But after this stunning barrel at Sydney’s notorious Botany Bay surf break, Australian surfing queen and Oakley rider Layne Beachley might rightly claim it “Hers”.

“No. You’ve gotta say it will always be theirs. I’m just a visitor,” Beachley laughed yesterday as she recounted arguably the heaviest wave ever ridden by a woman surfer.

No stranger to breaking new ground, Beachley became the first female to surf the notorious break off Solander Bay on Wednesday, accepting the challenge of film-maker and photographer Tim Bonython to crack the fickle wave that the territorial Bra Boys guard like sentinels.

Like all first-time visitors, Beachley accepted the challenge of paddling into a handful of the heaving barrels that break only metres from a rock face, before she was towed into this monster that left onlookers in awe.

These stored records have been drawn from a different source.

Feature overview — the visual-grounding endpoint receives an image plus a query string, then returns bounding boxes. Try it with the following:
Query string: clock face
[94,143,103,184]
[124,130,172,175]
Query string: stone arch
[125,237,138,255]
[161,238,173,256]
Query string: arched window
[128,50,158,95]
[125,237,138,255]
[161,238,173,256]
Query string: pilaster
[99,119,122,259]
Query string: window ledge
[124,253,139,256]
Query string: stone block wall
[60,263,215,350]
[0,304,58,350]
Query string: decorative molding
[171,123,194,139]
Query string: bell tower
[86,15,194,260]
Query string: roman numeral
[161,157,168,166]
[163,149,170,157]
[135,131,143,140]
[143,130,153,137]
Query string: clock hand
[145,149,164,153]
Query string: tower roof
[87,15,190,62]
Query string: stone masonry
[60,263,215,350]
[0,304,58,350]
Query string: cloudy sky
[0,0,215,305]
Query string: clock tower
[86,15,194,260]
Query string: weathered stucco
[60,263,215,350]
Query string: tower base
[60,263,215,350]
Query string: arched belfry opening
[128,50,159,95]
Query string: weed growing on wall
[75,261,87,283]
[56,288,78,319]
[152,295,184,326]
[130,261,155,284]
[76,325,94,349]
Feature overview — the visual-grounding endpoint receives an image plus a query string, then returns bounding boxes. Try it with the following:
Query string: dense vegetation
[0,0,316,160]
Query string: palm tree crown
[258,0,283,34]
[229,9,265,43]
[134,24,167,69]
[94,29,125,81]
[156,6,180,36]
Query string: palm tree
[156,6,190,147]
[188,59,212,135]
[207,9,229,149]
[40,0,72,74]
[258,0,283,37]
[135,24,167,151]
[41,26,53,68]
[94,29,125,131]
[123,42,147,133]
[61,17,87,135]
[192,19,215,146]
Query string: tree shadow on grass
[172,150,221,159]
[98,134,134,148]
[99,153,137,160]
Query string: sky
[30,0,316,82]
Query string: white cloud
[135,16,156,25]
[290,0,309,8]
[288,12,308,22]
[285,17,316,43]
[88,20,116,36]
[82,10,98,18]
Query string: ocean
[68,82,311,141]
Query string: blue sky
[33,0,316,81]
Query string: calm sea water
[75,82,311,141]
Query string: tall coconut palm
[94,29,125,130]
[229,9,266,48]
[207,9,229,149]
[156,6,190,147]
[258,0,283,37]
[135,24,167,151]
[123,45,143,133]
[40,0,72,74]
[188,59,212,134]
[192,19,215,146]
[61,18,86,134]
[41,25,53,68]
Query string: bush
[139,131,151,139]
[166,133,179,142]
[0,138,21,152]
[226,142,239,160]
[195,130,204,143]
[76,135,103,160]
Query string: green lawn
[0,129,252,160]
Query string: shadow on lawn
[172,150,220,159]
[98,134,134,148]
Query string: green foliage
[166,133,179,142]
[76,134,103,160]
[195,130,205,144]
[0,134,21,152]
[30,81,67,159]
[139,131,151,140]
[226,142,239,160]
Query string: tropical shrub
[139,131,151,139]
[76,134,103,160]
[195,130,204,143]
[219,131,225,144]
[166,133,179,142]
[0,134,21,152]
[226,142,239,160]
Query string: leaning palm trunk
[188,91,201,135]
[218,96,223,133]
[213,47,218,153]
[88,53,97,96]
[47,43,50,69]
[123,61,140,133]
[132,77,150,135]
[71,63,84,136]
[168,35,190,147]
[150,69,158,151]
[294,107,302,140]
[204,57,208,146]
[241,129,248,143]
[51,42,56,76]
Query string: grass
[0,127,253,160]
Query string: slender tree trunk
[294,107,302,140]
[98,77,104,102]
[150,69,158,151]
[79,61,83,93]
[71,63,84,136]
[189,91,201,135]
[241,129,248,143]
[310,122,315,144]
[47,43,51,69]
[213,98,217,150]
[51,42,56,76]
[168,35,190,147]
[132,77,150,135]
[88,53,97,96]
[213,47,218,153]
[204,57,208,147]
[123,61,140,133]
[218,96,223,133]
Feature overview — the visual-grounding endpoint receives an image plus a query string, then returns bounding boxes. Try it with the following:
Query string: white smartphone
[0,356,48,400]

“I think everyone was looking at me going ‘aw, this is going to be ugly’ because I was too deep and then somehow I just kept so relaxed and calm and just kept looking for a way out and actually found one,” the seven-time world champion told The Daily Telegraph.

The bone-crunching break has been a closely guarded secret in the city’s Eastern Suburbs for more than 30 years, first ridden by bodysurfers in the 1970s, but it was only in the past decade that boardriders began taking on the wave.

Still buzzing after the session yesterday, Beachley rated the foam-ball barrel ride as the equal of the perfect 10 she rode to win at Honolua Bay in 2003.

“It’s pretty gnarly. It’s the heaviest wave I’ve ever surfed in Australia – for sure,” she said.

“It’s right up there with (the one at Honolua Bay). It definitely compares.”

Beachley was stunned when she was shown photos of her ride after finishing the ride. “I was literally on the foam ball. I wasn’t even aware of it at the time,” she said.

“I was really relaxed.”

Beachley, who had nothing but praise for the Bra Boys – who she said guided her into riding a series of waves without wipeout – said she was relieved to escape unscathed.

“It exceeded all expectations because I went there expecting to take poundings and pretty much watch from the channel,” said Beachley, who was encouraged by fiancee Kirk Pengilly to take on the break.

“I’m lucky. I didn’t fall once, which I’m sure if I went back I’m going to pay some serious dues after that effort.

“But the Bra Boys were really supportive and encouraging.

“They never put me down or made me feel scared.”

Beachley insisted that her heroics were not motivated by any notion to prove herself.

“I’m no stranger to being a pioneer, I guess.

“(But) I’ve never done it to prove anything or set any kind of standard.

“Big wave surfing is something you have to be really smart about and prepared to suffer the consequences of a mistake.”